Subject: FARMERS DAUGHTERS

"An extraordinarily handsome man decided he had the responsibility to marry the perfect woman so they could produce beautiful children beyond compare. With that as his mission he began searching for the perfect woman.

Shortly thereafter he met a farmer who had three stunning, gorgeous daughters that positively took his breath away. So he explained his mission to the farmer, asking for permission to marry one of them.

The farmer simply replied, "They're lookin' to get married, so you came to the right place. Look 'em over and pick the one you want."

The man dated the first daughter. The next day the farmer asked for the man's opinion. "Well," said the man, "she's just a weeeeee bit, not that you can hardly notice... pigeon-toed."

The farmer nodded and suggested the man date one of the other girls; so the man went out with the second daughter. The next day, the farmer again asked how things went. "Well," the man replied, "she's just a weeeee bit, not that you can hardly tell... cross-eyed."

The farmer nodded and suggested he date the third girl to see if things might be better. So he did. The next morning the man rushed in exclaiming, "She's perfect, just perfect. She's the one I want to marry."

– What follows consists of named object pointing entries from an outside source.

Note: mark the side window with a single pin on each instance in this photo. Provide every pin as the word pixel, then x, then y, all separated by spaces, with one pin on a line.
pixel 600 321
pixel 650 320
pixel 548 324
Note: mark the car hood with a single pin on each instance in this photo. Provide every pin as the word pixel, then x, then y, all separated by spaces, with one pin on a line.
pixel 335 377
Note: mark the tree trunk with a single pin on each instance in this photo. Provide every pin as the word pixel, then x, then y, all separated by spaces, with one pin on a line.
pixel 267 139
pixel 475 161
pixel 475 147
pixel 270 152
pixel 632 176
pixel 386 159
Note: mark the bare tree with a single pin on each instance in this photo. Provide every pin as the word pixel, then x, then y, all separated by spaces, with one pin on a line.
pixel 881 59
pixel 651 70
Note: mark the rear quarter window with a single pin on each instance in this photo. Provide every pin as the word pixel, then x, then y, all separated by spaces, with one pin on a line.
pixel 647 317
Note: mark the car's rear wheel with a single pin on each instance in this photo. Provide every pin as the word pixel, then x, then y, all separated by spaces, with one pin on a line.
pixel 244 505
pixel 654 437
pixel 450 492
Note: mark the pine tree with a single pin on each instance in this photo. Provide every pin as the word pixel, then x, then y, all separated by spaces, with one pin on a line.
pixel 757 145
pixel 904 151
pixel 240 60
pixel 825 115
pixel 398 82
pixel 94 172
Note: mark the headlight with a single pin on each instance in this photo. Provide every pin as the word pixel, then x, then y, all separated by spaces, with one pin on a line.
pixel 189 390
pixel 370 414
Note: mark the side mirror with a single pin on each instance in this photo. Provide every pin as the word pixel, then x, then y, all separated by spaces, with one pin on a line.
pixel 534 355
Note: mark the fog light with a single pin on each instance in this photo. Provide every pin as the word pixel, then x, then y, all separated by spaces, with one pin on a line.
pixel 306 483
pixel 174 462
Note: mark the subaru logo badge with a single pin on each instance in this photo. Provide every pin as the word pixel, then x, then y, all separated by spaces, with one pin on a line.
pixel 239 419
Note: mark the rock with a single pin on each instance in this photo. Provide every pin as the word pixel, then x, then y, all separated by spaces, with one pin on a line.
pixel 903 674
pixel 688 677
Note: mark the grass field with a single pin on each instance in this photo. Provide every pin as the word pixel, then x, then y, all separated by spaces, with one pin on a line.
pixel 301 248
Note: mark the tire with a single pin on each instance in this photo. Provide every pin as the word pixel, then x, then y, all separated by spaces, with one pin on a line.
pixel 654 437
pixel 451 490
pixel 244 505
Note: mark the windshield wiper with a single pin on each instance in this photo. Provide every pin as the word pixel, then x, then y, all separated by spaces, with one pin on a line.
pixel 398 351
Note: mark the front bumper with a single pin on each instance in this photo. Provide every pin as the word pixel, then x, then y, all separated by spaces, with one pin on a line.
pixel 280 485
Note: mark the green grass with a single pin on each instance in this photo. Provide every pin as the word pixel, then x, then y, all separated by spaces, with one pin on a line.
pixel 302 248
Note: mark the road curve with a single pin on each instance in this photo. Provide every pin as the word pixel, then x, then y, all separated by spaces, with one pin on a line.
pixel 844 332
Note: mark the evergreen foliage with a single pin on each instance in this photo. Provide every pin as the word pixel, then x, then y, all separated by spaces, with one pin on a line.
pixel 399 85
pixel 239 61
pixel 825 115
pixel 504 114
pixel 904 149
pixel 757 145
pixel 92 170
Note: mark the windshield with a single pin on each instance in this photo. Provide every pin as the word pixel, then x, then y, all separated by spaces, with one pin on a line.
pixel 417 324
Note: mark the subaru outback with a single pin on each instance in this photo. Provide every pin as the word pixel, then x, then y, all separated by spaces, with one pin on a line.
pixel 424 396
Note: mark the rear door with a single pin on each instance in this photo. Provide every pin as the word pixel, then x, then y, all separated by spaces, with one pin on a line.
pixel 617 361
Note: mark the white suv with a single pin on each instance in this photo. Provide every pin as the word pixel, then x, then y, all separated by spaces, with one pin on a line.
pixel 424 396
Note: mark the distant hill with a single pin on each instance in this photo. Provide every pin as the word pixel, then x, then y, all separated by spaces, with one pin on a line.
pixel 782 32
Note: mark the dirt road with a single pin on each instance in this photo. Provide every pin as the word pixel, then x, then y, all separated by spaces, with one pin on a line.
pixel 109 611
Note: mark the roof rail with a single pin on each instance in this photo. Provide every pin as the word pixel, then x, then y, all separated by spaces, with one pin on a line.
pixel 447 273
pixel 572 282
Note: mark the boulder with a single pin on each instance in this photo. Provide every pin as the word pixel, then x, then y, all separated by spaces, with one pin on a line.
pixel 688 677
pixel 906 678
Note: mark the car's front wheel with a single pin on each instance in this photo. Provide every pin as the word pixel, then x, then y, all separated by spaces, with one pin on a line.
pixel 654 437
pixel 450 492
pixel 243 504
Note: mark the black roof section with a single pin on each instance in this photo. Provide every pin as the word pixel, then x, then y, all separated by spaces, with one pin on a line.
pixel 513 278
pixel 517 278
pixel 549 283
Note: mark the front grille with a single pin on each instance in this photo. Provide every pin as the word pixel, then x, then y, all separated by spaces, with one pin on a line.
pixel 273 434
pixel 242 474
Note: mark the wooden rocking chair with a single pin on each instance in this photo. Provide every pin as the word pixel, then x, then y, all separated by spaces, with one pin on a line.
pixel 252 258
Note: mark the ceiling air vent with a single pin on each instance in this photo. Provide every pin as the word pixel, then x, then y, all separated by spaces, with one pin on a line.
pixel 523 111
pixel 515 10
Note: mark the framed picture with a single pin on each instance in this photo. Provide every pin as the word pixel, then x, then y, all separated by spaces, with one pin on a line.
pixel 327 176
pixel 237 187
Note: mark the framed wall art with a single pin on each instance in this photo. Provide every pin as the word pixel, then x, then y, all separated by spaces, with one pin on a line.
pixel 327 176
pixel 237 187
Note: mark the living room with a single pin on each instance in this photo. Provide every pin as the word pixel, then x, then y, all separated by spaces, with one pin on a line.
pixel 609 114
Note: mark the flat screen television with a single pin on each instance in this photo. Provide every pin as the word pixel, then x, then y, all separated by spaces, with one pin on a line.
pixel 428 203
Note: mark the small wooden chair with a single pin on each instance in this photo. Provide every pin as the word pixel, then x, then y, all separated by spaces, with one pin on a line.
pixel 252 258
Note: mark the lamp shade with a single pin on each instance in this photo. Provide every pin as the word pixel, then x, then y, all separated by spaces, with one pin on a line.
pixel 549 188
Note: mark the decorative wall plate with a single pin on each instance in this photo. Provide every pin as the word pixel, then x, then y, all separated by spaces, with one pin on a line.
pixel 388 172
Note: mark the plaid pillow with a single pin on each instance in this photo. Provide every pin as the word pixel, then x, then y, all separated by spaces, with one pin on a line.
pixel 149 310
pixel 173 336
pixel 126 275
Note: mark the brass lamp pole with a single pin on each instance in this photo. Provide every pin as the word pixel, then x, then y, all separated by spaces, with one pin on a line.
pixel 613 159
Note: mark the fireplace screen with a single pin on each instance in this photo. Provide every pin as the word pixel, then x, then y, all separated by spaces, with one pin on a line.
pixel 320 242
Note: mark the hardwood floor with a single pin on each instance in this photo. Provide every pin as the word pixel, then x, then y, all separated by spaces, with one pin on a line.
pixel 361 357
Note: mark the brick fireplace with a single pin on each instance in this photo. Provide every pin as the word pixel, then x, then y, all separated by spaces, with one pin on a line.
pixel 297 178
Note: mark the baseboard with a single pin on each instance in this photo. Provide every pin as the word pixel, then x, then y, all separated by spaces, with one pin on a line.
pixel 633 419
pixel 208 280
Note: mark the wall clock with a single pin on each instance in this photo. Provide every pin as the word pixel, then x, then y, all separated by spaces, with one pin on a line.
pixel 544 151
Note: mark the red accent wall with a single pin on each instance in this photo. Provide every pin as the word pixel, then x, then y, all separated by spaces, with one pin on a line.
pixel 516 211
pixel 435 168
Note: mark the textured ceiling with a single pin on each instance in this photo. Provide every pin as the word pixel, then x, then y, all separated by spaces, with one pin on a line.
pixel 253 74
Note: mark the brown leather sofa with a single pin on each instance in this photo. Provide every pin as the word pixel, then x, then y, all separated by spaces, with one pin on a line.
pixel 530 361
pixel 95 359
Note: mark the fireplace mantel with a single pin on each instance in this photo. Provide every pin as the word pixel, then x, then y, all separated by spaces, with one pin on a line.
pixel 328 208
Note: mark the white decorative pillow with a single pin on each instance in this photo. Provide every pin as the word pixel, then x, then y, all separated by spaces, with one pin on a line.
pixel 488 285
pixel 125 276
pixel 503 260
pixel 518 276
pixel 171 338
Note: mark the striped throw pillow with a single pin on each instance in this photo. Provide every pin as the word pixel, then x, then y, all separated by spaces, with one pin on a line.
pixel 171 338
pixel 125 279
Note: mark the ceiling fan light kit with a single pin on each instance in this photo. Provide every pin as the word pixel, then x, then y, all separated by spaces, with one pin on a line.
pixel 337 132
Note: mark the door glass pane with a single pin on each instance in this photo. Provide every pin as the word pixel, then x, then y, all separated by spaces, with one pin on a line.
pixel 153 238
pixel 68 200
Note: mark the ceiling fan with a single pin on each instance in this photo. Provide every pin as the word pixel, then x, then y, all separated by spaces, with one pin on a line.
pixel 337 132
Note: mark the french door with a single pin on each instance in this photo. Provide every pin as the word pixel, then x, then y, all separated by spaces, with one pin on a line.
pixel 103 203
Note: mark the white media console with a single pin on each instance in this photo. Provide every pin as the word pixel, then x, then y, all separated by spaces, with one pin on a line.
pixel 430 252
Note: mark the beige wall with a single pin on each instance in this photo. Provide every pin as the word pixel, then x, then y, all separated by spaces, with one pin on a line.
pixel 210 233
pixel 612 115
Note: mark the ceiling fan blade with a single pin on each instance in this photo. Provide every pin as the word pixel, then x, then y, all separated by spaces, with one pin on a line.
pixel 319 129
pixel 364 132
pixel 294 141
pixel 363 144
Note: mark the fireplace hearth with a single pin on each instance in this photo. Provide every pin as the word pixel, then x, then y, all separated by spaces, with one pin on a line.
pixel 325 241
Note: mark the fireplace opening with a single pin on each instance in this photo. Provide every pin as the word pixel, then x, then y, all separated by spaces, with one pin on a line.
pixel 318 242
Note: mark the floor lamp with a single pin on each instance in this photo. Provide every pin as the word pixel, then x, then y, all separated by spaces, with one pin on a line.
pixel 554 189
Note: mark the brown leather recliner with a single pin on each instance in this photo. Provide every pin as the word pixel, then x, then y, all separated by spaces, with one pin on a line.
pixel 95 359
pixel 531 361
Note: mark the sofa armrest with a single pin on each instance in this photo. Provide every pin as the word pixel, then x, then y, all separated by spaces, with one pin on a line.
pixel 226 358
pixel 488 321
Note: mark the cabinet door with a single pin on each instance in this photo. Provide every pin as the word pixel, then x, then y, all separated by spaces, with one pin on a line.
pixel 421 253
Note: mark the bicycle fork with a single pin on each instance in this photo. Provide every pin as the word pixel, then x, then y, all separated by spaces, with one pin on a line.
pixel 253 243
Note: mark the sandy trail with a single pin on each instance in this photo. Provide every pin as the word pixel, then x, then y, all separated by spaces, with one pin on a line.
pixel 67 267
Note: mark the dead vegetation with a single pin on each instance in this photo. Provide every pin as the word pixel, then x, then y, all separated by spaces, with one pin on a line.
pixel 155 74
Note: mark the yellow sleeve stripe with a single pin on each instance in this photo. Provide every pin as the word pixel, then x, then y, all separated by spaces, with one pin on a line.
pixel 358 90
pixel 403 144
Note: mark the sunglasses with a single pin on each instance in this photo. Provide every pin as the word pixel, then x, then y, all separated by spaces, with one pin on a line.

So they were wed right away. Months later the baby was born. When the man visited the nursery he was horrified: the baby was the ugliest, most pathetic human you can imagine. He rushed to his father-in-law asking how such a thing could happen considering the beauty of the parents.

"Well," explained the farmer, "She was just a weeeee bit, not that you could hardly tell... pregnant when you met her."


440.

Fishermen & WOMEN WHO READ

One morning while on vacation a husband returns after several hours of fishing and decides to take a nap. Although not familiar with the lake, the wife decides to take the boat out. She motors out a short distance, anchors and continues to read her book. Along comes a game warden in his boat. He pulls up alongside the woman and says,"Good morning Ma'am. What are you doing?"

"Reading a book," she replies, (thinking, "Isn't that obvious?")

"You're in a restricted fishing area," he informs her.

"Yes, officer, but I'm not fishing, I'm reading."

"I see, but you have all the equipment. For all I know you could start at any moment. I'll have to take you in and write you up."

"If you do that, I'll have to charge you with sexual assault," says the woman.

"But I haven't touched you," says the game warden.

"That's true, but you have all the equipment. For all I know you could start at any moment."

"Have a nice day, Ma'am," and he left.

MORAL: NEVER ARGUE WITH A WOMAN WHO READS. IT'S LIKELY SHE CAN ALSO THINK!!!